Ketakutan memaksanya untuk terus berlari.
Meskipun suara hujan menutupi suara lainnya,
dia bisa merasakan orang-orang yang mengejarnya tanpa henti. Anak laki-laki itu
tidak berani menoleh ke belakang. Tiba-tiba, dia tersandung akar pohon dan
terjatuh ke dalam lumpur. Orangorang itu sudah sampai di dekatnya. Ketakutannya
berlipat ganda ketika dia melihat senyum sadis mereka yang penuh kegembiraan
sambil memegang senapan berburu.
Kali ini, dia tertangkap
lagi!
Suara tembakan terdengar
lagi, diiringi oleh suara petir.
"Ah!"
Jin Seol Tang terbangun dari mimpi buruk,
tubuhnya basah oleh keringat dingin. Tenggorokannya kering, napasnya
tersengal-sengal. Dia duduk lama sebelum akhirnya sadar dan meyakinkan dirinya
bahwa itu hanya mimpi. Namun, tubuhnya masih gemetar karena ketakutan. Dia mengusap
air mata yang terus mengalir, lalu meraih saklar lampu di kamarnya.

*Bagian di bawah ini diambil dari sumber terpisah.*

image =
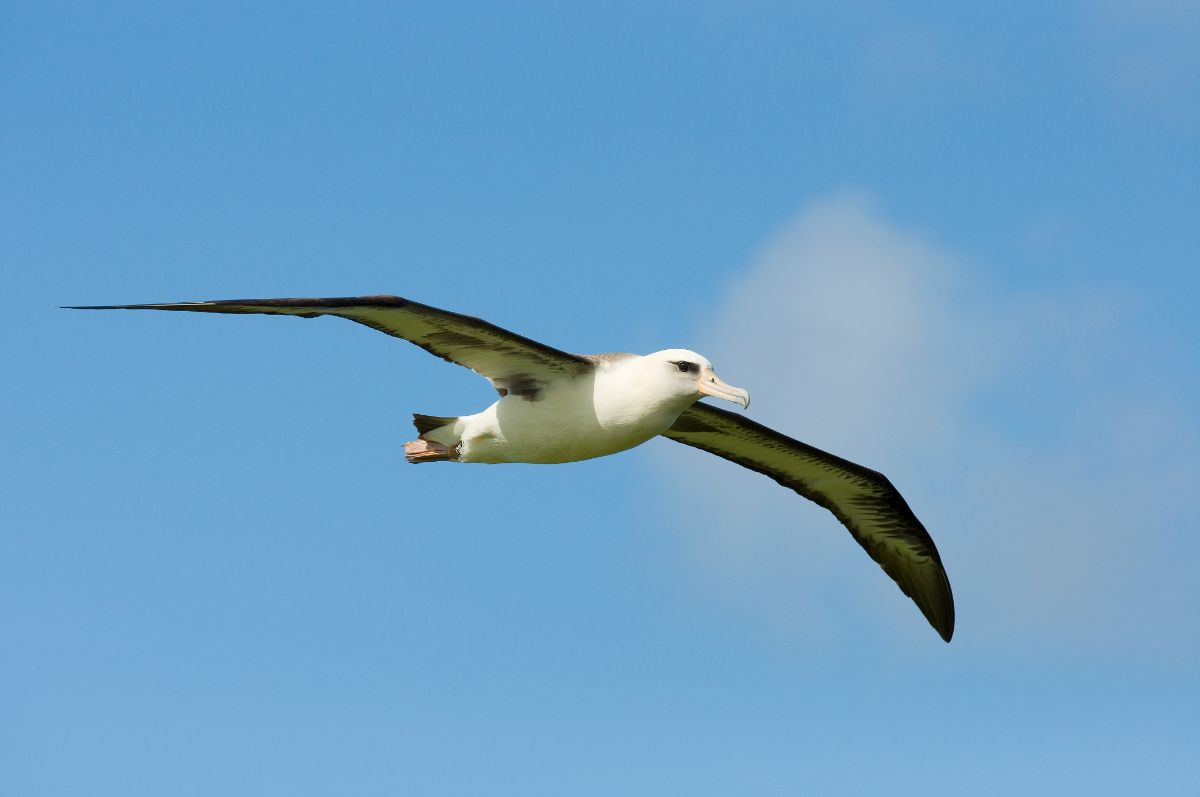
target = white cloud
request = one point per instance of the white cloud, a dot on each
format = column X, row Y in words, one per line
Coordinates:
column 1050, row 459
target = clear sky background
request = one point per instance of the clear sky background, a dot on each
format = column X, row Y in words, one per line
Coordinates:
column 955, row 243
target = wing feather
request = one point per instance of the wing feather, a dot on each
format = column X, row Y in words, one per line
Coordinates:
column 863, row 499
column 513, row 363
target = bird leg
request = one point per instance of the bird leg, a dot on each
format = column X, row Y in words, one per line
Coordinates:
column 429, row 451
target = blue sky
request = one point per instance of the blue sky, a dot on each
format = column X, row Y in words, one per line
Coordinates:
column 954, row 244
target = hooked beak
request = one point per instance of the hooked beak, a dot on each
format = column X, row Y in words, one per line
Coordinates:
column 712, row 385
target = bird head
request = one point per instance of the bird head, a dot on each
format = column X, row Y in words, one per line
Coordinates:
column 690, row 375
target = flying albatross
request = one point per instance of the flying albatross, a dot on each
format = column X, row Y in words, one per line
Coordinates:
column 559, row 407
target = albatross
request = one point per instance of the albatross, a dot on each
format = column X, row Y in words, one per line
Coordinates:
column 559, row 407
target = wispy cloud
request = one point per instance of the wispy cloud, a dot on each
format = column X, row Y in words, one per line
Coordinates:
column 1047, row 453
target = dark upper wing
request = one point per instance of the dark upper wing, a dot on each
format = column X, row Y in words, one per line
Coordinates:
column 514, row 364
column 863, row 499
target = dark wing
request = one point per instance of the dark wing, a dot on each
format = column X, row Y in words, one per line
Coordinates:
column 863, row 499
column 514, row 364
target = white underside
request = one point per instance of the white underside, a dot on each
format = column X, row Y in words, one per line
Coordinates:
column 601, row 413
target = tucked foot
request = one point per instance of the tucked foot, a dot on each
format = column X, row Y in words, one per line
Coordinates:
column 429, row 451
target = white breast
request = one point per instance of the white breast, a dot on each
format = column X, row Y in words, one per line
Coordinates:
column 600, row 413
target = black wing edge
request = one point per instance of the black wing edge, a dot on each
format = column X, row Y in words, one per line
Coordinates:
column 936, row 605
column 331, row 304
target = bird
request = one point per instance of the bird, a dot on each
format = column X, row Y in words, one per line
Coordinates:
column 558, row 407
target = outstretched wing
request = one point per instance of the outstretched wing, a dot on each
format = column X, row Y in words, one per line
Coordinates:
column 863, row 499
column 513, row 363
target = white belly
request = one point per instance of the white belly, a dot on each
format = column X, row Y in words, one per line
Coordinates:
column 564, row 425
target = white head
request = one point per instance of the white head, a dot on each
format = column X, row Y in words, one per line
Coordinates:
column 687, row 375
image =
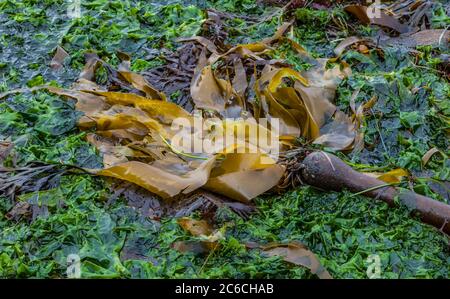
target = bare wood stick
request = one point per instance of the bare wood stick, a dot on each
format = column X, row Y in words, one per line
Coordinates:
column 328, row 172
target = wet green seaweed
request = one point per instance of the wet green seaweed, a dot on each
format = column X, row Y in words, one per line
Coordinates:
column 115, row 240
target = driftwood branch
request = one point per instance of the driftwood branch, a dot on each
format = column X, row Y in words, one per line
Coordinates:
column 328, row 172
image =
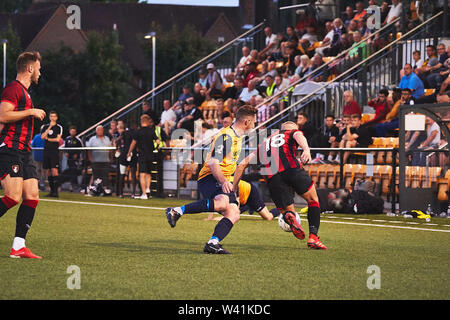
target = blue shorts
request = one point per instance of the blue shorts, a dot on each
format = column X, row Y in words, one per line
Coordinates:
column 209, row 188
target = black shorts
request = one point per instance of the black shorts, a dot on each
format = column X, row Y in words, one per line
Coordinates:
column 145, row 165
column 283, row 185
column 50, row 159
column 209, row 188
column 17, row 164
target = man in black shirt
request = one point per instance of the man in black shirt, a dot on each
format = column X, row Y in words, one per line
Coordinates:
column 73, row 157
column 143, row 139
column 357, row 136
column 51, row 133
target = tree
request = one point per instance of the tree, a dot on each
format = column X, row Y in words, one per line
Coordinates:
column 13, row 49
column 176, row 50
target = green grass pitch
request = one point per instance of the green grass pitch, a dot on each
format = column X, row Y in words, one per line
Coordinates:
column 130, row 252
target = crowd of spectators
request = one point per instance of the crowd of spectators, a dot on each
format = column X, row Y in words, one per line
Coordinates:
column 287, row 59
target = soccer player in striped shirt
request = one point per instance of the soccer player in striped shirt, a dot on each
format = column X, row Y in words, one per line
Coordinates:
column 17, row 172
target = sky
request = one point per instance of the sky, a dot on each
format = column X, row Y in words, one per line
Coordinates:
column 217, row 3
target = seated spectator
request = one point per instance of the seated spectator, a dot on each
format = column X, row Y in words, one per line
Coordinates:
column 391, row 123
column 384, row 11
column 326, row 41
column 438, row 71
column 199, row 94
column 317, row 62
column 168, row 118
column 271, row 42
column 190, row 115
column 336, row 42
column 146, row 109
column 432, row 142
column 356, row 136
column 214, row 81
column 394, row 13
column 360, row 11
column 308, row 129
column 348, row 16
column 411, row 81
column 304, row 67
column 358, row 47
column 352, row 27
column 250, row 73
column 350, row 106
column 209, row 107
column 246, row 57
column 249, row 92
column 430, row 62
column 234, row 91
column 381, row 107
column 309, row 38
column 202, row 80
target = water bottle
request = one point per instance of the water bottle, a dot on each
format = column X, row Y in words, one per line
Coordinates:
column 429, row 211
column 391, row 214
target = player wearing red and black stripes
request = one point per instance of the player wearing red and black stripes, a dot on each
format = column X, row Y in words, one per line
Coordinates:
column 17, row 172
column 284, row 174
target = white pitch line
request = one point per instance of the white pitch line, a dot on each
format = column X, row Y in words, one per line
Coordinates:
column 248, row 215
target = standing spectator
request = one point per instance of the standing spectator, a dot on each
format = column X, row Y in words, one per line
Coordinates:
column 38, row 157
column 100, row 159
column 356, row 136
column 411, row 81
column 432, row 142
column 143, row 139
column 74, row 163
column 348, row 16
column 249, row 92
column 190, row 115
column 168, row 118
column 328, row 135
column 435, row 78
column 351, row 106
column 381, row 107
column 360, row 11
column 304, row 67
column 199, row 94
column 271, row 42
column 51, row 133
column 394, row 12
column 146, row 109
column 214, row 79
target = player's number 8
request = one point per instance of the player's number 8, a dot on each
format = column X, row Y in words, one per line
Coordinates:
column 275, row 142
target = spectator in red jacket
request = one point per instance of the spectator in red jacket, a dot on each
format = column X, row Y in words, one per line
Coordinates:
column 351, row 106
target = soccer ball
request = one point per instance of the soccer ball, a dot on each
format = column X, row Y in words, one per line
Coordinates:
column 283, row 225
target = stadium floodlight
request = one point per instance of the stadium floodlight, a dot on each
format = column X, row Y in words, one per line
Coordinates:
column 4, row 42
column 152, row 35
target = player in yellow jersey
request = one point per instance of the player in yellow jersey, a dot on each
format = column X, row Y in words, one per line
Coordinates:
column 215, row 180
column 250, row 199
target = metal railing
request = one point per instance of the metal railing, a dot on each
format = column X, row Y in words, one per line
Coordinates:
column 223, row 57
column 360, row 76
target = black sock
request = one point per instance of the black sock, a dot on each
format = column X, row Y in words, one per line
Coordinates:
column 25, row 217
column 50, row 183
column 6, row 203
column 204, row 205
column 313, row 217
column 222, row 229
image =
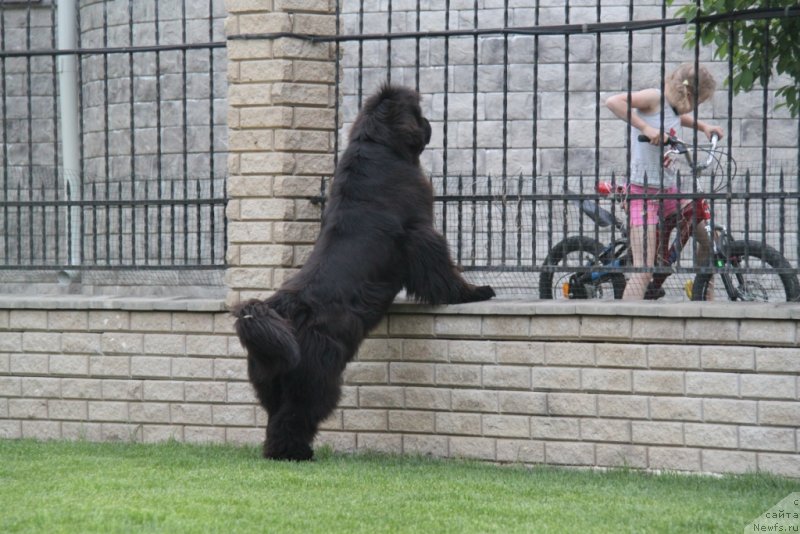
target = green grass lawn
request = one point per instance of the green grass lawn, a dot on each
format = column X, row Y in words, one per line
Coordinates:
column 84, row 487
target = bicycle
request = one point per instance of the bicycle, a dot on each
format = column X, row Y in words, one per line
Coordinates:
column 597, row 271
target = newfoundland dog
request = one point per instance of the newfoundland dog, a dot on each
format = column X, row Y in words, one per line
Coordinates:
column 377, row 237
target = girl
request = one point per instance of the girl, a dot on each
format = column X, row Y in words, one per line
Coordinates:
column 647, row 158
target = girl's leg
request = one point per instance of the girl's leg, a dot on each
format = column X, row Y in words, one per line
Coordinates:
column 643, row 252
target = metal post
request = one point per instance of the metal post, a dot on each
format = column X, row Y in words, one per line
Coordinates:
column 70, row 125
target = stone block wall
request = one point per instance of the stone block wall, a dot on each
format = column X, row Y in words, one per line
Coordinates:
column 281, row 120
column 542, row 384
column 675, row 387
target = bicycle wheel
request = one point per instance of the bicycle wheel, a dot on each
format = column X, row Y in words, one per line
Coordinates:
column 758, row 287
column 562, row 282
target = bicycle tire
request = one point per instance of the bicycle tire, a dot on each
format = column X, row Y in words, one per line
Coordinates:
column 763, row 253
column 578, row 243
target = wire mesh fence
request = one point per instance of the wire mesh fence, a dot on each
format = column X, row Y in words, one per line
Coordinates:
column 522, row 139
column 113, row 144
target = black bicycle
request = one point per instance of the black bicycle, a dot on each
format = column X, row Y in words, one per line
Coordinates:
column 581, row 267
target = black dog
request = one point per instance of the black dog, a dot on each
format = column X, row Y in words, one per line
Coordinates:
column 377, row 237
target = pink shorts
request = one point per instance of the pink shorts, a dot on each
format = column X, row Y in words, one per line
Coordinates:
column 646, row 211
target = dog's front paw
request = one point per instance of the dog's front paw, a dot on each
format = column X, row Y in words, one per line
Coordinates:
column 479, row 293
column 485, row 292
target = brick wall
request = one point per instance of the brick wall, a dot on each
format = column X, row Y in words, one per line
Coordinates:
column 677, row 387
column 631, row 387
column 281, row 98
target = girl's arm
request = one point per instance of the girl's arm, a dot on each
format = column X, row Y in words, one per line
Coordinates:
column 689, row 121
column 647, row 101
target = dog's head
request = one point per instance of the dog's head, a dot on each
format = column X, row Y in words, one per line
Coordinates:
column 393, row 117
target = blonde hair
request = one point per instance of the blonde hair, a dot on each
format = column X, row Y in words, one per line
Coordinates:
column 683, row 81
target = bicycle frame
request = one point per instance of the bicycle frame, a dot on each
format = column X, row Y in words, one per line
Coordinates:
column 617, row 253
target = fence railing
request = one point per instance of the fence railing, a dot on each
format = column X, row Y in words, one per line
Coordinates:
column 522, row 137
column 148, row 192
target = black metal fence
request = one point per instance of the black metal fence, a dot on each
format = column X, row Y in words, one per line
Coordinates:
column 523, row 140
column 134, row 178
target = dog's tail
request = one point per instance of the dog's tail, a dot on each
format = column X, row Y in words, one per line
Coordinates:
column 267, row 337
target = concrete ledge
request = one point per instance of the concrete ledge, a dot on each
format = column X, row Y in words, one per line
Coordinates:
column 715, row 310
column 102, row 302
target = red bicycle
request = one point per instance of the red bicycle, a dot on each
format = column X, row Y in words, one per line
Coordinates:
column 580, row 267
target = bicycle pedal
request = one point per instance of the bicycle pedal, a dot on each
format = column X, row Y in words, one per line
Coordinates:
column 688, row 287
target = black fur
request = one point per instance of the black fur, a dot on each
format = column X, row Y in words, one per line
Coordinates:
column 377, row 237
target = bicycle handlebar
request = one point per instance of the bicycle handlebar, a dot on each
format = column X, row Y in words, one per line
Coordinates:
column 682, row 148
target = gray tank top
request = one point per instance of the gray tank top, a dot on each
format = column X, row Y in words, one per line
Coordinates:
column 646, row 159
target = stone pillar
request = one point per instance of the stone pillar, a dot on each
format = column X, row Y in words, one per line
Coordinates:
column 281, row 97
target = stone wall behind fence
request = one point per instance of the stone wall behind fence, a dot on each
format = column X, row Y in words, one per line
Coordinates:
column 648, row 386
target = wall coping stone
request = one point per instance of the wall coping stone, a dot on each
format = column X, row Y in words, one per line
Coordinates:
column 511, row 307
column 110, row 302
column 716, row 310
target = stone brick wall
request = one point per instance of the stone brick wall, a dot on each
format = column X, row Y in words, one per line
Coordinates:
column 674, row 387
column 630, row 387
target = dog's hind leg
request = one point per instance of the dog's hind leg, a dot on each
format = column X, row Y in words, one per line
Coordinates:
column 310, row 393
column 432, row 276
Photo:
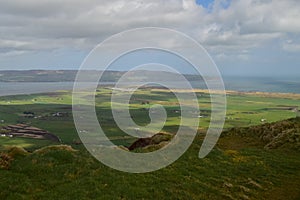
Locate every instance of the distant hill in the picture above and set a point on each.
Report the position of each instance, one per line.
(70, 75)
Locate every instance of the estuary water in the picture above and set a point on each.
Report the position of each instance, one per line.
(280, 85)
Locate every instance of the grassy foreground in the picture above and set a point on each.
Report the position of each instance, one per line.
(240, 166)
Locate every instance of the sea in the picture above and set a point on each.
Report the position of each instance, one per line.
(242, 84)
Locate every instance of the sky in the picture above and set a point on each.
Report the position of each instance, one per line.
(244, 37)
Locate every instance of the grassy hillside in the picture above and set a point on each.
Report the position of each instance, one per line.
(240, 171)
(252, 160)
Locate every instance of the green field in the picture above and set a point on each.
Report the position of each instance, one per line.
(238, 168)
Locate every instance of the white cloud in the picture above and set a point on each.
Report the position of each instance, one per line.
(33, 25)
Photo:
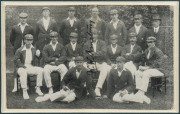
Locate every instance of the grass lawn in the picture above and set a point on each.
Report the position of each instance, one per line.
(16, 101)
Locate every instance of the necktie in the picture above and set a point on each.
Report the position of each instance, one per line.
(148, 54)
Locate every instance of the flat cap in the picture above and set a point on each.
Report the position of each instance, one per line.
(73, 34)
(114, 11)
(28, 36)
(156, 17)
(53, 33)
(138, 15)
(132, 34)
(79, 58)
(23, 15)
(71, 9)
(113, 36)
(45, 8)
(95, 31)
(120, 59)
(151, 38)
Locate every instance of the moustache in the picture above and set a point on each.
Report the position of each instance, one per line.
(132, 41)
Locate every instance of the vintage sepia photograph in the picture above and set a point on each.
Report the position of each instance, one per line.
(89, 56)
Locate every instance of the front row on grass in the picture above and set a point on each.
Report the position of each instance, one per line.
(119, 71)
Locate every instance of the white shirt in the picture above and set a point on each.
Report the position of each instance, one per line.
(73, 46)
(113, 49)
(28, 58)
(137, 28)
(114, 23)
(77, 73)
(46, 23)
(148, 53)
(94, 45)
(156, 29)
(71, 21)
(95, 20)
(53, 45)
(132, 46)
(119, 73)
(22, 27)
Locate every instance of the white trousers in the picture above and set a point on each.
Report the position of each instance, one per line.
(71, 64)
(142, 78)
(104, 71)
(62, 95)
(131, 67)
(24, 72)
(49, 68)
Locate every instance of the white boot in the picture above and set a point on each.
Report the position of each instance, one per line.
(25, 94)
(15, 85)
(38, 91)
(50, 90)
(97, 91)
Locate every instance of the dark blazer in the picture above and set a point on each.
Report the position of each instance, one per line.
(111, 58)
(50, 55)
(16, 36)
(160, 37)
(100, 25)
(116, 83)
(77, 84)
(99, 56)
(141, 36)
(20, 56)
(42, 36)
(136, 54)
(66, 29)
(120, 31)
(155, 58)
(69, 53)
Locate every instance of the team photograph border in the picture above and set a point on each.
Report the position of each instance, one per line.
(175, 6)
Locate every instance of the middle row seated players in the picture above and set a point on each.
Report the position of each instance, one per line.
(71, 50)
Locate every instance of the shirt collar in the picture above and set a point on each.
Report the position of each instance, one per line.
(157, 28)
(24, 25)
(98, 19)
(113, 47)
(113, 21)
(137, 26)
(95, 42)
(24, 48)
(48, 18)
(52, 44)
(72, 19)
(73, 44)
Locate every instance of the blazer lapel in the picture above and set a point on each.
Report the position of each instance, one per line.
(50, 22)
(135, 47)
(42, 25)
(33, 52)
(152, 52)
(140, 30)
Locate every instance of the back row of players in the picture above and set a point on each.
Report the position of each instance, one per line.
(54, 55)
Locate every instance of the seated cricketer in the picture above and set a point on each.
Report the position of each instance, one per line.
(95, 52)
(132, 52)
(120, 86)
(53, 60)
(73, 84)
(153, 57)
(120, 82)
(72, 50)
(24, 60)
(113, 51)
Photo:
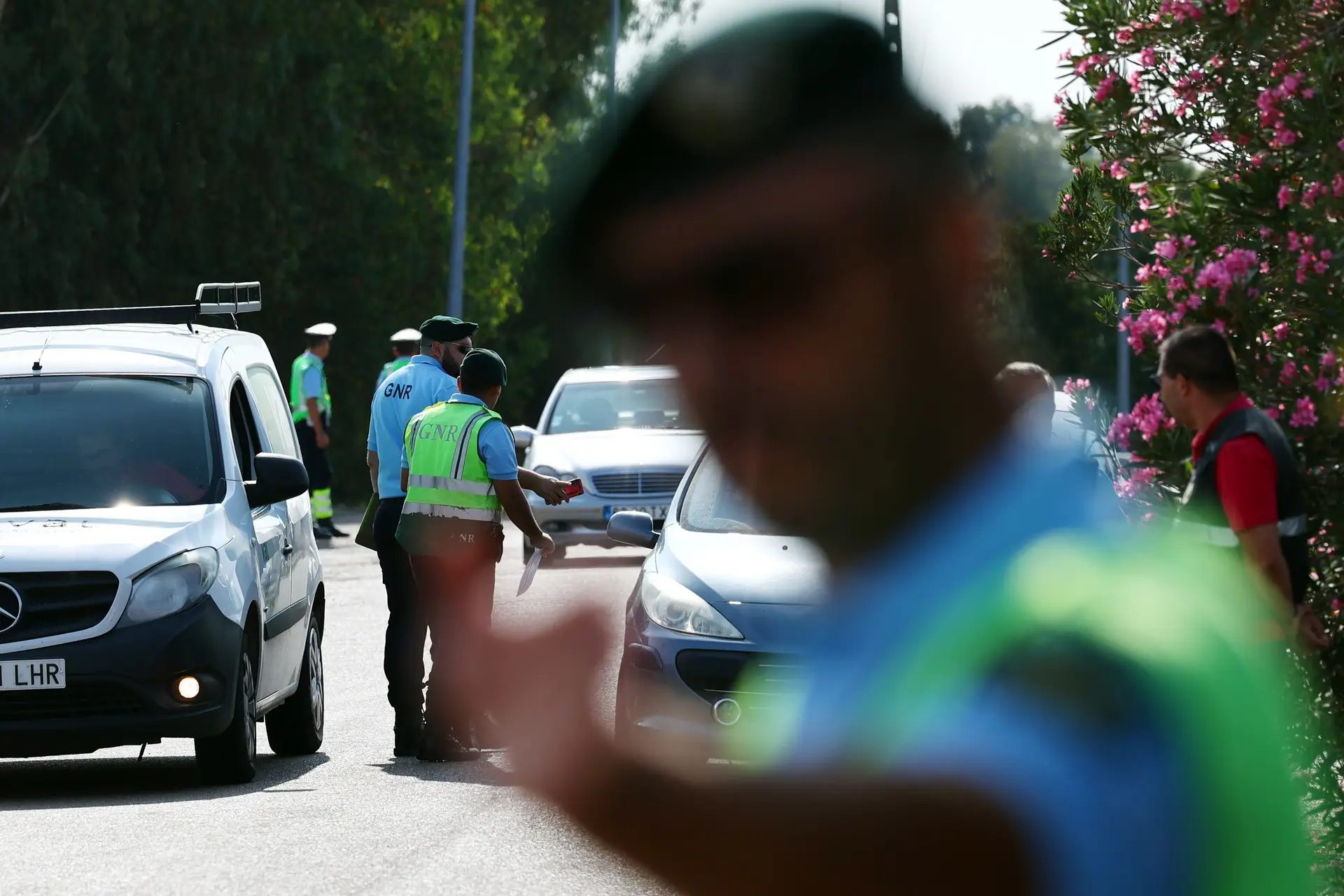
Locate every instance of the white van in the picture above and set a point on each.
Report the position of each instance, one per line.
(159, 575)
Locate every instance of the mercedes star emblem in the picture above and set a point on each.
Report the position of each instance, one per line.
(11, 606)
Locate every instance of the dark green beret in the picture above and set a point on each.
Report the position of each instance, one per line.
(758, 90)
(447, 330)
(484, 368)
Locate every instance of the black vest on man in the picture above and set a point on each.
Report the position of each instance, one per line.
(1202, 511)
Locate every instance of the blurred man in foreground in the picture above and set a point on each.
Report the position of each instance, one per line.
(1245, 495)
(1002, 701)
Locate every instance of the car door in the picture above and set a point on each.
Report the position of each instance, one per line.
(286, 631)
(269, 531)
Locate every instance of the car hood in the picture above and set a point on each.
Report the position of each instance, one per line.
(122, 540)
(748, 568)
(616, 449)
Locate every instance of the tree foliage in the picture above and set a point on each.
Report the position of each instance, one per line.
(1221, 137)
(148, 146)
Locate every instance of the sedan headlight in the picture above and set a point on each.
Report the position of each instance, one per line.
(171, 586)
(675, 606)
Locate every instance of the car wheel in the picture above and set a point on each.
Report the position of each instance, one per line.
(295, 729)
(230, 758)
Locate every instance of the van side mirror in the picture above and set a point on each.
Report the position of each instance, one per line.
(634, 528)
(523, 437)
(279, 479)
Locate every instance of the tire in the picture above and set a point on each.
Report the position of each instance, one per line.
(295, 729)
(230, 758)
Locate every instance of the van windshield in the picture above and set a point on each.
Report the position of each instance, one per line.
(73, 442)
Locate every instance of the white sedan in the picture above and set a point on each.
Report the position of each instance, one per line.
(622, 431)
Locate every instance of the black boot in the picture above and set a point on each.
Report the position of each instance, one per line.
(409, 732)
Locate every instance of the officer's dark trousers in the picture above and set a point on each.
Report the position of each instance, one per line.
(457, 592)
(403, 652)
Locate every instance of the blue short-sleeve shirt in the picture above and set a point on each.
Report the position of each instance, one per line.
(314, 378)
(1105, 812)
(401, 397)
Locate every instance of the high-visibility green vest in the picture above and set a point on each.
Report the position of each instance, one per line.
(298, 405)
(391, 367)
(448, 476)
(1180, 617)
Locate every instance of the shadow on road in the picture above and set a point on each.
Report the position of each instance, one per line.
(89, 780)
(482, 771)
(593, 564)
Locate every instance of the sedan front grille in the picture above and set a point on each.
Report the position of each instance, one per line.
(714, 675)
(57, 602)
(638, 482)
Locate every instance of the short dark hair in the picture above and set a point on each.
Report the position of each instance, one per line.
(1202, 355)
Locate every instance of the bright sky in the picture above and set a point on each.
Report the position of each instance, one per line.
(958, 51)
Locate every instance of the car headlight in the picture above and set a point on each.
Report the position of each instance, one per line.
(678, 608)
(171, 586)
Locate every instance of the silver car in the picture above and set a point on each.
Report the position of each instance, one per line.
(622, 433)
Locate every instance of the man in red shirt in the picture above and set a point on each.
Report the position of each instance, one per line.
(1245, 492)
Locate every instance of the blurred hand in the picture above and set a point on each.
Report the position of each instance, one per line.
(553, 491)
(1310, 629)
(539, 690)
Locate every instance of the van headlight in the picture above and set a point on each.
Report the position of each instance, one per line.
(678, 608)
(171, 586)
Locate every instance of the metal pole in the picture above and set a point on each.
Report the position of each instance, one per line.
(461, 163)
(1123, 354)
(891, 30)
(610, 74)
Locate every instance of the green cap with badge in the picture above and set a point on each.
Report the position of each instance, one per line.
(447, 330)
(484, 368)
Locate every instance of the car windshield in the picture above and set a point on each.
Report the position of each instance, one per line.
(594, 407)
(714, 503)
(73, 442)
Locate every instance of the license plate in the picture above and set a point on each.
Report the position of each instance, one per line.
(656, 511)
(33, 675)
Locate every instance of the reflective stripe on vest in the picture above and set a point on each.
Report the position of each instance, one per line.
(448, 477)
(1224, 536)
(445, 484)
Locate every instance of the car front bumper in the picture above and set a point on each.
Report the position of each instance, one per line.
(582, 520)
(121, 687)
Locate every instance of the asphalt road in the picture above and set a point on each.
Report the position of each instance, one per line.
(349, 820)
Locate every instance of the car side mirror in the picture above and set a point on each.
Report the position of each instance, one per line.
(523, 437)
(634, 528)
(279, 479)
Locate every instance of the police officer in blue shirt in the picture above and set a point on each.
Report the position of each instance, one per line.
(430, 378)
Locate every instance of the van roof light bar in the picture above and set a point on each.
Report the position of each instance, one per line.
(211, 298)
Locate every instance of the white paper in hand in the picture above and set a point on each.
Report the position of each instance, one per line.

Dia menempelkan tangan ke dadanya, merasakan
jantungnya yang hampir melompat keluar. Dengan susah payah, dia bangkit dari
tempat tidur dan mengambil air dari kulkas untuk menenangkan dirinya. Kejadian
itu sudah hampir dua puluh tahun yang lalu, tetapi ingatannya masih jelas,
tidak pudar sedikit pun.
Dia, yang saat itu berusia sepuluh tahun,
diculik untuk dijadikan permainan berburu yang gila. Setiap malam, dia harus
berlari, tertangkap, dan dikurung kembali di lemari pakaian. Itu terjadi selama
sembilan hari sebelum akhirnya dia diselamatkan. Namun, pelakunya masih bebas,
menjadi mimpi buruk seperti hantu di bawah tempat tidur yang terus
menghantuinya setiap malam hujan.
Seol menatap ke luar jendela, hujan masih
turun deras. Dia menyadari bahwa dia lupa menutup tirai, jadi dia berjalan
untuk menutupnya. Namun, dia melihat bayangan hitam di seberang gedung.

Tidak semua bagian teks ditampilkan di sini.